Adulting is Hard: Realita Usia 20-an yang Tidak Seindah Kata Motivator

Minggu 03-08-2025,12:00 WIB
Reporter : Alifia Adellia Putri*
Editor : Heti Palestina Yunani

HARIAN DISWAY - Usia 20-an sering digambarkan sebagai masa keemasan. Masa ketika seseorang penuh energi, bebas menentukan arah hidup, dan berkesempatan mencoba banyak hal.

Motivator dan konten inspiratif di media sosial juga kerap menggambarkannya sebagai waktu terbaik untuk "kejar mimpi", "keluar dari zona nyaman", atau "jadi versi terbaik diri sendiri". Tapi realitanya? Jauh lebih rumit dari sekadar kata-kata indah.

Banyak orang di usia 20-an justru merasa bingung, lelah, dan tertekan. Mereka menjalani hidup dengan pertanyaan yang terus mengganggu "Aku sebenarnya mau jadi apa?", "Kenapa orang lain sudah sejauh itu, tapi aku masih di sini-sini aja?", atau yang paling menyakitkan, "Apa aku gagal?".

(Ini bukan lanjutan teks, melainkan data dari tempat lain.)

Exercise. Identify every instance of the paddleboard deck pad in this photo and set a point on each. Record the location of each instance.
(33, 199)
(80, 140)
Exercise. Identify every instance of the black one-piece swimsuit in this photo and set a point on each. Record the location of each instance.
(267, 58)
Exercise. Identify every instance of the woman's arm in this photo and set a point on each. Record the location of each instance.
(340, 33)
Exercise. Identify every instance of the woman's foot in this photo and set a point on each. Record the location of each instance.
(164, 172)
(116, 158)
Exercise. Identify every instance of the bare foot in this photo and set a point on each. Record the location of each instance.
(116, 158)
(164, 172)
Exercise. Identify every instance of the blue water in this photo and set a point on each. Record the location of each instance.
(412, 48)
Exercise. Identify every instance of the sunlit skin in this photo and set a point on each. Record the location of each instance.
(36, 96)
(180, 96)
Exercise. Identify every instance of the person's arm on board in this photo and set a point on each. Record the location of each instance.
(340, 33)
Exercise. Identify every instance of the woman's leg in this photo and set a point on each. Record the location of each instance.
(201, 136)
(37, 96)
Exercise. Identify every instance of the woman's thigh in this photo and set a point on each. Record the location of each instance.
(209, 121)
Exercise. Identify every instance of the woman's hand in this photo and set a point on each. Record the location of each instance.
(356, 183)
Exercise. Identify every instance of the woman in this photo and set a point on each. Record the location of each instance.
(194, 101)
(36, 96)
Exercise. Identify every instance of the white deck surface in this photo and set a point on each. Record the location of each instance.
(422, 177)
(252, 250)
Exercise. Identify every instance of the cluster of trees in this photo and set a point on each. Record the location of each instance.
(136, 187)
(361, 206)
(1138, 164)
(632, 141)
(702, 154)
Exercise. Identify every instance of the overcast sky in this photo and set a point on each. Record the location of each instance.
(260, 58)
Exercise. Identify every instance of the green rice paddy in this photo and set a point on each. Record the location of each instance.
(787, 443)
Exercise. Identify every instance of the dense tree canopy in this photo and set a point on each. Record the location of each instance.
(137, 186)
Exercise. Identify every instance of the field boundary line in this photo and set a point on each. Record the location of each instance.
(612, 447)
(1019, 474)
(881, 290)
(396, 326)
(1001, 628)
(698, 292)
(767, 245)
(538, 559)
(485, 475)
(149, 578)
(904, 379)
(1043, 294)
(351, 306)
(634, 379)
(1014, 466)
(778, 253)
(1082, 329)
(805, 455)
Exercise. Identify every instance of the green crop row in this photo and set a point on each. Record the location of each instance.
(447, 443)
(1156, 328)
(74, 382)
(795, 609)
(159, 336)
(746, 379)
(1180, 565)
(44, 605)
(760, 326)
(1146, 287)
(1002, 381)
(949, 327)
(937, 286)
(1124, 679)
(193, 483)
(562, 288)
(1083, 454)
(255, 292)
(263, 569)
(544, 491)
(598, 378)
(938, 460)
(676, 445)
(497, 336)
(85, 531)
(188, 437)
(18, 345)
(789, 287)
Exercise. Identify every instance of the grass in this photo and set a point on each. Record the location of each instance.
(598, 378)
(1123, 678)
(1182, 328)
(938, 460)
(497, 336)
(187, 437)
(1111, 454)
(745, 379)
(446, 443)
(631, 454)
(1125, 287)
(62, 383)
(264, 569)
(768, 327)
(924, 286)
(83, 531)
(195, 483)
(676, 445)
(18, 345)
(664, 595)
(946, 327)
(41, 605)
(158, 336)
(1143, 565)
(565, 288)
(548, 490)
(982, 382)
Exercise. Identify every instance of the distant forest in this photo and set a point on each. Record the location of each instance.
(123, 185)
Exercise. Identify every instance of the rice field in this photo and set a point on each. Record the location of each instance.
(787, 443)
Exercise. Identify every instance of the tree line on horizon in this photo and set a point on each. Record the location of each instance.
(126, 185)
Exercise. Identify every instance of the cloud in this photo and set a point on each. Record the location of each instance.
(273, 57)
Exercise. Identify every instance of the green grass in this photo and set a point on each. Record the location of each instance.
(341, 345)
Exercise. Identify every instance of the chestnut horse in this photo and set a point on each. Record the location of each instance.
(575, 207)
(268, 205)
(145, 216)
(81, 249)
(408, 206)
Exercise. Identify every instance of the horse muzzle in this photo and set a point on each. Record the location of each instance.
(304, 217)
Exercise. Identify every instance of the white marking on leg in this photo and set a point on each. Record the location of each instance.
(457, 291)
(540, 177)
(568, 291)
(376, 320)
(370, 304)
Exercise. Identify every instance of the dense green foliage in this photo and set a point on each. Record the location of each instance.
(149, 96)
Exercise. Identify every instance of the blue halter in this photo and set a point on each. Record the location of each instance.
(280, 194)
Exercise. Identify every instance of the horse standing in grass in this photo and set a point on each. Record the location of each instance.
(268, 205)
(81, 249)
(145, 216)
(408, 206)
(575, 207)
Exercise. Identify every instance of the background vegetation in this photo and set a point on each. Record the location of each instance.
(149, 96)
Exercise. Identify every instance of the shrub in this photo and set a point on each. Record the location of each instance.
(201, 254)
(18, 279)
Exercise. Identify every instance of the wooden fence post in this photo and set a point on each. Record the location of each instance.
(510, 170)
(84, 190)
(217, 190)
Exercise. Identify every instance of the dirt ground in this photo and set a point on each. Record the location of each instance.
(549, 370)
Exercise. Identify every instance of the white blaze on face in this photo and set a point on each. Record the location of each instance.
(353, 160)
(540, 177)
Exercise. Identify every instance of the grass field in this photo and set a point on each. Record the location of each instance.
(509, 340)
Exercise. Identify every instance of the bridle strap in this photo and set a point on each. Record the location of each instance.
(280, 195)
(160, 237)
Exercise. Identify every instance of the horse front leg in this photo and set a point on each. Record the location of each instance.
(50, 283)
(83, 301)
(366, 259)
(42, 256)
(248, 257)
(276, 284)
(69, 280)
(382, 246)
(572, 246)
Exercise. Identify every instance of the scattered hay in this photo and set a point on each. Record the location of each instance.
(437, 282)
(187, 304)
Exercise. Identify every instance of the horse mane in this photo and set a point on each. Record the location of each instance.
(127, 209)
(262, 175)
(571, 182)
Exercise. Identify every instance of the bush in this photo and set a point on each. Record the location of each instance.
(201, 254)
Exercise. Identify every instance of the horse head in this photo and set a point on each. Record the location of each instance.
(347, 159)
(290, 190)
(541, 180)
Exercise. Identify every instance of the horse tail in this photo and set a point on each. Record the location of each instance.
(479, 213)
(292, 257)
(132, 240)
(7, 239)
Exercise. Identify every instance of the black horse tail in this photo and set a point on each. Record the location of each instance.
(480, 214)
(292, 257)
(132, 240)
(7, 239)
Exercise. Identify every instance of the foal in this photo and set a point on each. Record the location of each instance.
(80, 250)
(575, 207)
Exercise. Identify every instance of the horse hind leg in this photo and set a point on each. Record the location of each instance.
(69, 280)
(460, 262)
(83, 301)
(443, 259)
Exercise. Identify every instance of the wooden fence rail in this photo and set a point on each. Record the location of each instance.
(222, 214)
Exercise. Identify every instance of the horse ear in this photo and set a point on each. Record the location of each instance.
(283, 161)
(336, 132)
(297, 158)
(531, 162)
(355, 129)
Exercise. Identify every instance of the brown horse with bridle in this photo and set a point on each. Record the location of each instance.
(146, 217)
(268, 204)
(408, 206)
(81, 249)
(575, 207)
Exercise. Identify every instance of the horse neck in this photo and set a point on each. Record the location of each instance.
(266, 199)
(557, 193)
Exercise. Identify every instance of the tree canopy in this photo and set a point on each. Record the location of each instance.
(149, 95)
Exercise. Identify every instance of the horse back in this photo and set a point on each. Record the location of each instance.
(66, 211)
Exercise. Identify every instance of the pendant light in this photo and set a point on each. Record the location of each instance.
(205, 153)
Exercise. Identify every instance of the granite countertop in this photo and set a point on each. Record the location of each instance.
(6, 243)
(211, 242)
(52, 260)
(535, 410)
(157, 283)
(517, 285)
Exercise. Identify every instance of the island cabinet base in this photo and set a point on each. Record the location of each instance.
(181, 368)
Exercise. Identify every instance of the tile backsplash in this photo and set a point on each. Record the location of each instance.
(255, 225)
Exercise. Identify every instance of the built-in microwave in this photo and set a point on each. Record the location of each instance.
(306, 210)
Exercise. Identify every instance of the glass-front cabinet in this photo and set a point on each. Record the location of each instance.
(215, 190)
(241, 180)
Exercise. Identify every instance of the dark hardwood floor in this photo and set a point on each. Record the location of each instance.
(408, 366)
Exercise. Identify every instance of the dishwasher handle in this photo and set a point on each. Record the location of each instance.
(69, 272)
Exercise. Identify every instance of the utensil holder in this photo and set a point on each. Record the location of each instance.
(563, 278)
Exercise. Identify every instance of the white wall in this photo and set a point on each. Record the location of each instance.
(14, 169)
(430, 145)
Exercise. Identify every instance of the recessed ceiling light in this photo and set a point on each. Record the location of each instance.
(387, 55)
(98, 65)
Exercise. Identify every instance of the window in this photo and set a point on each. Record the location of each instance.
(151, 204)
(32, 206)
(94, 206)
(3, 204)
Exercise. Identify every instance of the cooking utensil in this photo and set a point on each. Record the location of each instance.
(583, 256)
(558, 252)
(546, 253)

BACA JUGA:5 Tanda Anda Lebih Dewasa dari yang Anda Kira

Quarter-Life Crisis: Datang Diam-Diam, Mengacaukan Banyak Hal


Quarter-Life Crisis: Datang Diam-Diam, Mengacaukan Banyak Hal.--unsplash.com.

Salah satu hal yang sering dialami oleh orang di usia 20-an adalah quarter-life crisis. Kondisi ini membuat seseorang merasa cemas tentang masa depan, kehilangan arah, atau mempertanyakan semua keputusan hidup yang pernah diambil.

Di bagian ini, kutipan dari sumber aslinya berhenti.